That “failure” is the reality that solar and wind are intermittent: The sun doesn’t always shine, and the wind doesn’t always blow. From the working paper by Verdolini and her team, who studied wind, solar and other renewable energy plants across 26 countries between 1999 and 2013:

“Our paper calls attention to the fact that renewables and fast-reacting fossil technologies appear as highly complementary and that they should be jointly installed to meet the goals of cutting emissions and ensuring a stable supply.”

Mooney writes:

Because of the particular nature of clean energy sources like solar and wind, you can’t simply add them to the grid in large volumes and think that’s the end of the story. … “When people assume that we can switch from fossil fuels to renewables they assume we can completely switch out of one path, to another path,” says Verdolini. But, she adds, the study suggests otherwise.

Needed, the study says, is natural gas-fired power generation that can reach full power in less than 30 minutes – meaning the ability to add more than 600 megawatts of electricity to the grid, Mooney writes.
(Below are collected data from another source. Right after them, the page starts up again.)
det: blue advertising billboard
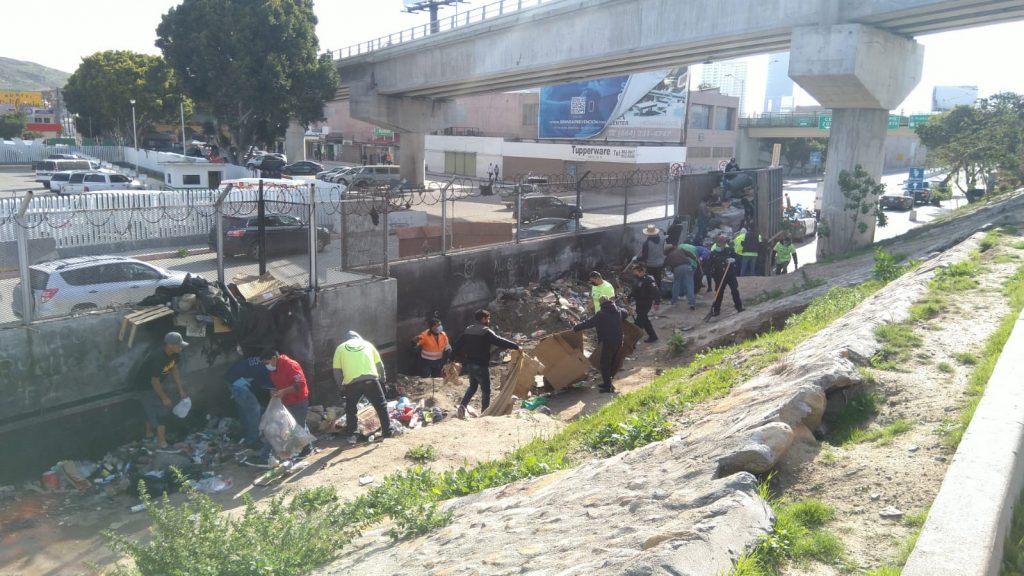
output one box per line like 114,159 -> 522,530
538,67 -> 689,143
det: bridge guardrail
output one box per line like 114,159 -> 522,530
326,0 -> 553,60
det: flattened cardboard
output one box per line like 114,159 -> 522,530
533,330 -> 590,390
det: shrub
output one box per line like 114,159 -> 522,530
586,411 -> 672,456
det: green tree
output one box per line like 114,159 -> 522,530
916,92 -> 1024,191
63,51 -> 192,141
817,164 -> 887,258
0,112 -> 26,139
156,0 -> 339,164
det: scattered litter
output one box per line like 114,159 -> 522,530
358,476 -> 375,486
191,476 -> 233,494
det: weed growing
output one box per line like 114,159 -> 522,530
980,230 -> 1002,252
864,529 -> 921,575
851,419 -> 914,445
873,249 -> 911,283
953,351 -> 978,365
586,412 -> 672,456
871,324 -> 923,370
1012,241 -> 1024,250
667,331 -> 688,356
404,444 -> 437,463
731,487 -> 848,575
937,361 -> 954,373
931,258 -> 981,292
824,392 -> 881,446
945,266 -> 1024,448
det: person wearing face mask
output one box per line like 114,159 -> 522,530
413,318 -> 452,378
589,271 -> 615,312
260,349 -> 313,458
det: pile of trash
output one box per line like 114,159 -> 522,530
31,415 -> 245,502
487,277 -> 613,340
305,397 -> 449,438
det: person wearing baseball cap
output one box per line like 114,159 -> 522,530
137,332 -> 190,449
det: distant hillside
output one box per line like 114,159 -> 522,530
0,57 -> 70,91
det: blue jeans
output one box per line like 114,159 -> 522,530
741,254 -> 757,276
229,378 -> 262,446
672,264 -> 695,306
461,363 -> 492,411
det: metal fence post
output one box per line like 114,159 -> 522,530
257,179 -> 267,276
15,193 -> 34,325
340,199 -> 349,271
308,183 -> 318,290
213,184 -> 233,285
515,180 -> 523,243
441,177 -> 455,254
381,193 -> 390,277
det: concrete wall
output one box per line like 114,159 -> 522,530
0,276 -> 397,483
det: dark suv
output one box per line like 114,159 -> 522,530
511,194 -> 583,223
209,214 -> 331,260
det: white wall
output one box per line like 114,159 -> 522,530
425,135 -> 504,178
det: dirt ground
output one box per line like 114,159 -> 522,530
770,242 -> 1022,574
1,199 -> 1017,575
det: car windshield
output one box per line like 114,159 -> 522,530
528,222 -> 559,232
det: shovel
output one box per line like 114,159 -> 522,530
703,261 -> 733,322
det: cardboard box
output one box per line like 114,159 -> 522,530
589,320 -> 644,375
482,351 -> 545,417
533,330 -> 590,390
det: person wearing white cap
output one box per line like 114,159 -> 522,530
138,332 -> 190,449
636,224 -> 666,288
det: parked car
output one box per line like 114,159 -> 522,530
511,194 -> 583,222
282,161 -> 324,176
879,190 -> 915,211
518,217 -> 587,238
48,170 -> 76,193
907,181 -> 942,206
316,167 -> 347,180
61,171 -> 142,194
208,213 -> 331,260
12,256 -> 189,319
245,152 -> 287,170
336,165 -> 401,188
326,167 -> 359,183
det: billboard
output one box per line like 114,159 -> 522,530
538,67 -> 689,143
0,91 -> 44,107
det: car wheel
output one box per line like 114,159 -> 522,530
71,303 -> 97,314
248,243 -> 261,261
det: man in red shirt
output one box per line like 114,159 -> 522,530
261,349 -> 313,458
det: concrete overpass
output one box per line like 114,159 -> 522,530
329,0 -> 1024,256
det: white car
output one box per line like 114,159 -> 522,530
48,170 -> 77,193
12,256 -> 189,319
61,171 -> 142,194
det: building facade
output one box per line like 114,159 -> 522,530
700,60 -> 748,116
763,52 -> 794,114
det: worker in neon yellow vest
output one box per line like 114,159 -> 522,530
589,271 -> 615,312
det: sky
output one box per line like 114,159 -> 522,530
4,0 -> 1024,115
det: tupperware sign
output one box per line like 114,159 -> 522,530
539,66 -> 689,143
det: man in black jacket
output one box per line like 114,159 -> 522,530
708,235 -> 745,317
452,309 -> 520,418
573,298 -> 628,393
629,263 -> 660,343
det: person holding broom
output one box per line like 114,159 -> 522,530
707,234 -> 744,318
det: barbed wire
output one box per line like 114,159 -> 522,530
0,167 -> 672,230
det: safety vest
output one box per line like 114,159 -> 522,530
332,338 -> 381,385
417,330 -> 449,361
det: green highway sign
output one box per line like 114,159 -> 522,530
374,127 -> 394,138
908,114 -> 931,128
888,115 -> 901,129
817,115 -> 832,130
795,116 -> 814,127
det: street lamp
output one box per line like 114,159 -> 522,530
129,99 -> 138,176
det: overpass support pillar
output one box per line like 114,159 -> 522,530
789,24 -> 923,257
399,132 -> 426,188
284,119 -> 306,164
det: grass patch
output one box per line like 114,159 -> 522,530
873,249 -> 913,283
1011,241 -> 1024,250
944,266 -> 1024,448
667,331 -> 688,356
908,293 -> 947,322
105,281 -> 895,575
825,391 -> 881,446
865,529 -> 922,575
404,444 -> 437,463
871,324 -> 923,370
850,419 -> 914,445
996,254 -> 1020,264
937,361 -> 954,373
904,509 -> 928,528
953,351 -> 978,365
980,230 -> 1002,252
732,486 -> 847,575
931,258 -> 981,292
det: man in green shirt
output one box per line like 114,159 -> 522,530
333,330 -> 392,445
589,271 -> 615,312
773,236 -> 799,274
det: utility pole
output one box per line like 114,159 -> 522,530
404,0 -> 465,34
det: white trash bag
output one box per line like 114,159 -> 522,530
259,397 -> 314,459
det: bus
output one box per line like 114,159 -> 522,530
34,159 -> 93,187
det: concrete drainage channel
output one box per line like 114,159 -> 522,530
903,313 -> 1024,575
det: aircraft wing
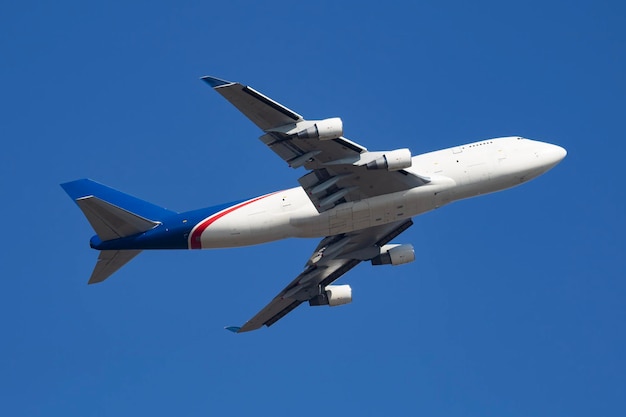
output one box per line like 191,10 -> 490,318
229,219 -> 413,333
202,76 -> 429,213
203,76 -> 420,332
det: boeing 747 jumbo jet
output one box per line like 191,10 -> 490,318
62,76 -> 566,332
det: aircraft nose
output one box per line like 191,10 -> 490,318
541,143 -> 567,168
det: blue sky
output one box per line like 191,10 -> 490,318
1,1 -> 625,415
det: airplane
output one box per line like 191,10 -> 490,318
61,75 -> 567,333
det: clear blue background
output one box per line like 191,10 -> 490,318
2,1 -> 624,416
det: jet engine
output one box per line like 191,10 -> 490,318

Now, while the headline on Mooney’s piece refers to natural gas as renewables’ “secret” friend, it’s no secret that the increased use of domestic natural gas is the primary reason the United States’ energy-related carbon dioxide emissions decreased 2.7 percent last year and were 12 percent lower than they were in 2005 – perhaps why Verdolini and her team mention emissions in the quote above. A chart by the U.S. Energy Information Administration (EIA) showing the decline in U.S. CO2 emissions:

electricity

The United States, the world leader in oil and natural gas production, also leads the world in reducing carbon emissions, thanks to a domestic energy renaissance that’s producing surging volumes of cleaner-burning natural gas. The resulting abundance of natural gas has generated a market edge for gas leading to its wider use and falling emissions – noted by EIA Administrator Adam Sieminski last week:

“The drop in CO2 emissions is largely the result of low natural gas prices, which have contributed to natural gas displacing a large amount of coal used for electricity generation.”

Some may find inconvenient the clear connection between safe and responsible hydraulic fracturing, which is delivering all that natural gas to market, and U.S. emissions reductions. Instead, they might consider embracing the all-of-the-above approach to energy suggested by the Verdolini team’s research, as well as real climate progress that’s occurring without impacting jobs, the economy, energy security or consumer affordability.